I simply compared gene families of TreeFinder and MrBayes, then used RAxML when the developer of TreeFinder lost his mind using, and I used the same substitution model. This is where I'm grossly ignorant.

TreeFinder and RAxML produced the same tree, I compared by eye, except when I used LR-ELW, in TreeFinder, where polytomies were resolved. At this point, no longer knowing what I was doing, I admitted defeat and moved on with my actual project. The gene family I'm working on is a mess and resolving it is out of my league with regards to knowing the strengths and weaknesses of the algorithms. Honestly, even just understanding them, such is the case of MCMC. So I admit ignorance at this point.

So maybe you can explain to me why posterior probabilities wouldn't matter in tree topology, besides estimation of node support, which bootstrapping seems to be more conservative? Is there also some reading material that would breakdown this issue for me in a way that's less technical than the publications?
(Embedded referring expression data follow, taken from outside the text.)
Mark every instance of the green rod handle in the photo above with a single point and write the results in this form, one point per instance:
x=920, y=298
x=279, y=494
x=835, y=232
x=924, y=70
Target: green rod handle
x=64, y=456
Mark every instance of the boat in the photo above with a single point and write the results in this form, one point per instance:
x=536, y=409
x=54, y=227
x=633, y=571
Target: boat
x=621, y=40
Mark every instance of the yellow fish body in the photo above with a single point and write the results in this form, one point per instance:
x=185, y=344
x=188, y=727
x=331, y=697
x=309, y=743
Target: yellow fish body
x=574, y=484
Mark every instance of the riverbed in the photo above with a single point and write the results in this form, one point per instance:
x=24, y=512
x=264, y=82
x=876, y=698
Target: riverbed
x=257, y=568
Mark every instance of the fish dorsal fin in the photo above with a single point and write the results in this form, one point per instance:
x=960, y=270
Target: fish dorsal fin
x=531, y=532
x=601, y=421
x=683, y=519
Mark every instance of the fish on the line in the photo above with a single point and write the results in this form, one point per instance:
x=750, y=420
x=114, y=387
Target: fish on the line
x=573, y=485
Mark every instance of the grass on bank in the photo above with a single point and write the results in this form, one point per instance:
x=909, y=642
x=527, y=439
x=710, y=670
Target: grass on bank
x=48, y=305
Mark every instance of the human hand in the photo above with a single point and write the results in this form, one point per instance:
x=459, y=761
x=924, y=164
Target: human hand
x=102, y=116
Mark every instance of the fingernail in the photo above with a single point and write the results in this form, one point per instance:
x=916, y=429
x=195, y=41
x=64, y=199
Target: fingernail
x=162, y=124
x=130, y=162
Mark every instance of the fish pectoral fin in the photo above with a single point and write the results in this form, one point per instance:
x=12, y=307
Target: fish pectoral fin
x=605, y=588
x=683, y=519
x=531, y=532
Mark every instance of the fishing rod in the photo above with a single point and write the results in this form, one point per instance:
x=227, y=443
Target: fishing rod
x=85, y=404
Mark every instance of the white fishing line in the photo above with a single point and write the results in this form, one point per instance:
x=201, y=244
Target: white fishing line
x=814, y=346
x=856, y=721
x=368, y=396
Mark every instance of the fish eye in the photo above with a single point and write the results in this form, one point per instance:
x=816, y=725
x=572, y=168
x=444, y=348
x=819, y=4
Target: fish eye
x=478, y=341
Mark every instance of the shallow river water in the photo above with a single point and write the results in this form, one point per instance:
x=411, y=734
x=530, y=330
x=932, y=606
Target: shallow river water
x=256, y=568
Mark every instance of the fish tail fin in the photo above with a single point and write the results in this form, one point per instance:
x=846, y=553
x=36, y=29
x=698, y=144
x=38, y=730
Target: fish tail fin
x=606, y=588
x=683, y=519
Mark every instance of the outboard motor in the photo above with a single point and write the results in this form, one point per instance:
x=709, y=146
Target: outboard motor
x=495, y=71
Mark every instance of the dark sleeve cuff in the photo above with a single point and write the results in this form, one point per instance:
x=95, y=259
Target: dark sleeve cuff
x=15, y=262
And the issue I'm having is that these paralogs rapidly exploded independently across an infraclass, hence the issue resolving polytomies. I gave up when I had to use LR-ELW for resolution in ML, thinking they might not be real, but artifacts of the algorithms, despite high node support. Given this wasn't fundamental to my project, it was an idea for a third chapter, but I bit off more than I could chew with this and my basal level of knowledge regarding phylogenetic reconstruction.